Le 'antocianine', ovvero i pigmenti che danno la colorazione a frutta, verdura e fiori, hanno dato sorprendenti risultati nelle sperimentazioni sugli animali da laboratorio, dove, con un'alimentazione ricca di antocianine, le cavie sono rimaste magre e sane.
Altri scienziati, un gruppo franco-italiano, che provengono dall'Università di Grenoble e da quella di Milano, nell'ambito del 'Progetto Flora', stanno esplorando gli effetti degli antociani sulla salute umana.
Per loro l'indagine passa tra i colori giallo e blu, ad esempio nel mais, quello blu ottenuto per incrocio.
La Professoressa Tonelli, del Dipartimento di Scienze Biomolecolari e Biotecnologie della Statale, ha dichiarato: "Nel nostro laboratorio da molti anni studiamo i geni che attivano la via biosintetica degli antociani in mais. Sfruttando le conoscenze da noi ottenute abbiamo inserito per incrocio questi geni nelle linee di mais utilizzate per gli esperimenti sui ratti. Noi siamo abituati a vedere il mais giallo ma il mais originariamente era rosso o blu, essendo stato selezionato anticamente dagli Inca come il più adatto ad essere coltivato ad alta quota e in climi freddi e come fonte di coloranti naturali."
E così sono stati separati 2 gruppi di animali nutriti con semi gialli o semi blu per un paiod i mesi.

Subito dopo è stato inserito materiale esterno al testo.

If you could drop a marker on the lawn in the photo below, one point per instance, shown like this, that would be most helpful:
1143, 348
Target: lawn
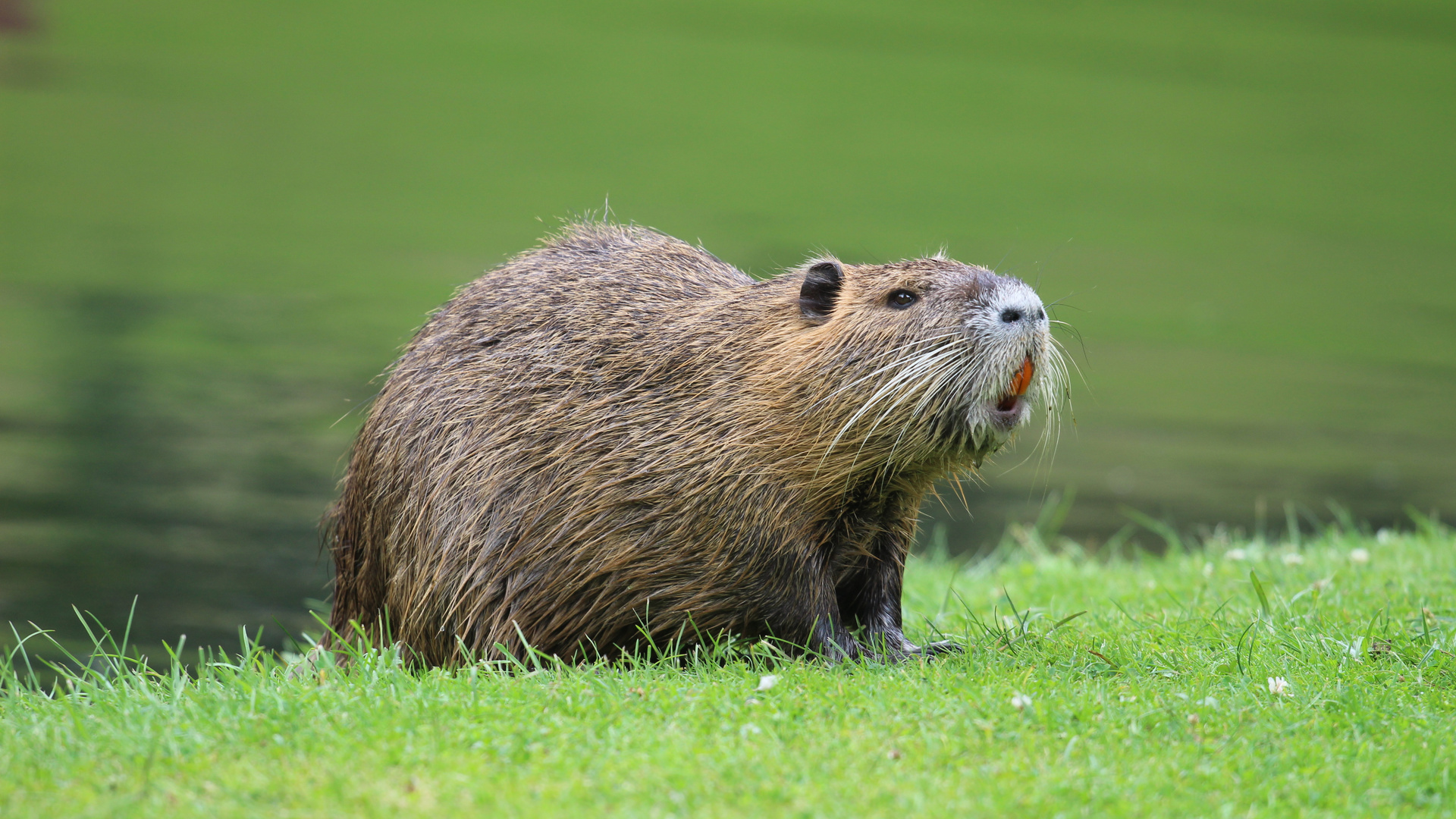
1232, 678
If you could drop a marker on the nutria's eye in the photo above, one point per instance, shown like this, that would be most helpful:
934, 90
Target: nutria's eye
900, 299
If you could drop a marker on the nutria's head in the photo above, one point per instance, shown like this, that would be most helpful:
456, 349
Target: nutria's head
938, 359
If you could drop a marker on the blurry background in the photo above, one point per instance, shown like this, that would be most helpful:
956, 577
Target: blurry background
220, 221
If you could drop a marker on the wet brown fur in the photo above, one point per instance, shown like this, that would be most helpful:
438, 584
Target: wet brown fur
619, 435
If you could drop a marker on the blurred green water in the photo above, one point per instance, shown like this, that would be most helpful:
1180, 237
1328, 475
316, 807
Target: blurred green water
218, 222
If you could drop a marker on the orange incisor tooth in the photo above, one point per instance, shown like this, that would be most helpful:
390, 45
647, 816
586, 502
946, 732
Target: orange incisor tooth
1022, 381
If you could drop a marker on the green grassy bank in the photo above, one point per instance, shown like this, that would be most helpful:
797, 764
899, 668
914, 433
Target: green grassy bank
1239, 678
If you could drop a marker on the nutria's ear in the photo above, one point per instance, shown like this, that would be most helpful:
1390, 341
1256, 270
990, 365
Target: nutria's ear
820, 289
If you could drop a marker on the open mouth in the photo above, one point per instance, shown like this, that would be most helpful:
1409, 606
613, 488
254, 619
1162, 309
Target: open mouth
1018, 387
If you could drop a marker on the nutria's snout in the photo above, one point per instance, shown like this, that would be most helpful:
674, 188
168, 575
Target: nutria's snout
1012, 328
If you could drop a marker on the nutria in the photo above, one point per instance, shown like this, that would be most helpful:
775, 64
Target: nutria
619, 438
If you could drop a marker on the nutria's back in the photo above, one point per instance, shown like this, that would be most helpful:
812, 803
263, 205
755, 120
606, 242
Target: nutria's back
619, 436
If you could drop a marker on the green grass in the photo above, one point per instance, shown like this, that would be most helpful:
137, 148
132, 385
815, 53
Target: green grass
1152, 703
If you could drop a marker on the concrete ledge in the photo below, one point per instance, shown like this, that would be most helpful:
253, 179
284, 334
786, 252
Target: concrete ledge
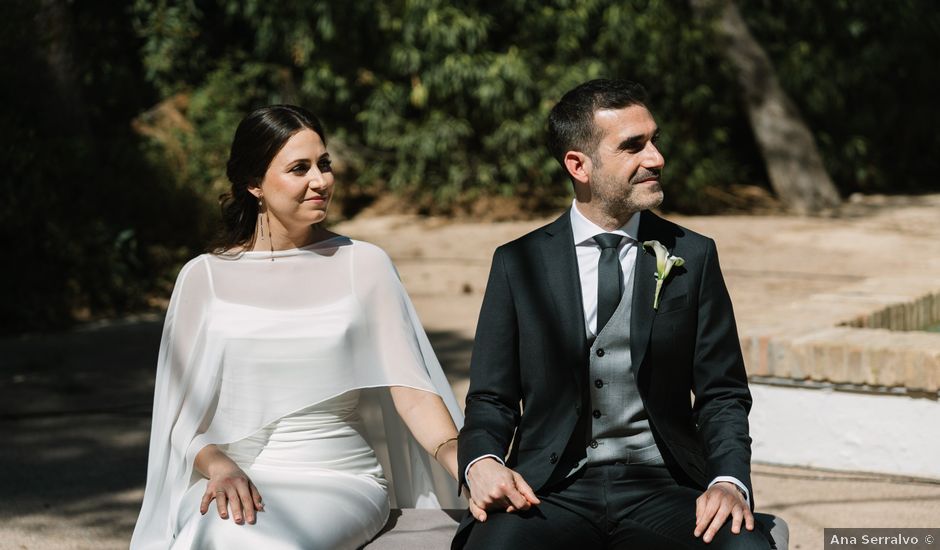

Sul tema è intervenuta anche la Dottoressa Maria Benedetta Donati, coordinatrice dei Laboratori di Ricerca della Cattolica di Campobasso, che ha detto: "Abbiamo scoperto che il consumo prolungato di antocianine si è tradotto in un effettivo assorbimento da parte dell'organismo che ha reso i ratti più resistenti all'infarto; in altre parole, l'infarto che li colpiva causava danni molto ridotti rispetto a quanto avveniva negli animali di controllo che non assumevano antociani".
Sono determinanti amche le quantità assunte di flavonoidi. E' ancora la Tonelli a spiegare che: "in proporzione, i ratti che consumavano il mais blu hanno ricevuto una quantità di queste sostanze 13 volte superiore a quella che la maggior parte delle persone assume con una tipica alimentazione occidentale, dove non si superano i 12 milligrammi al giorno. Il contenuto di antiossidanti presenti nella dieta Mediterranea è molto più elevato rispetto a quello della dieta occidentale, il che spiegherebbe in parte perché i cibi mediterranei sono cardioprotettivi".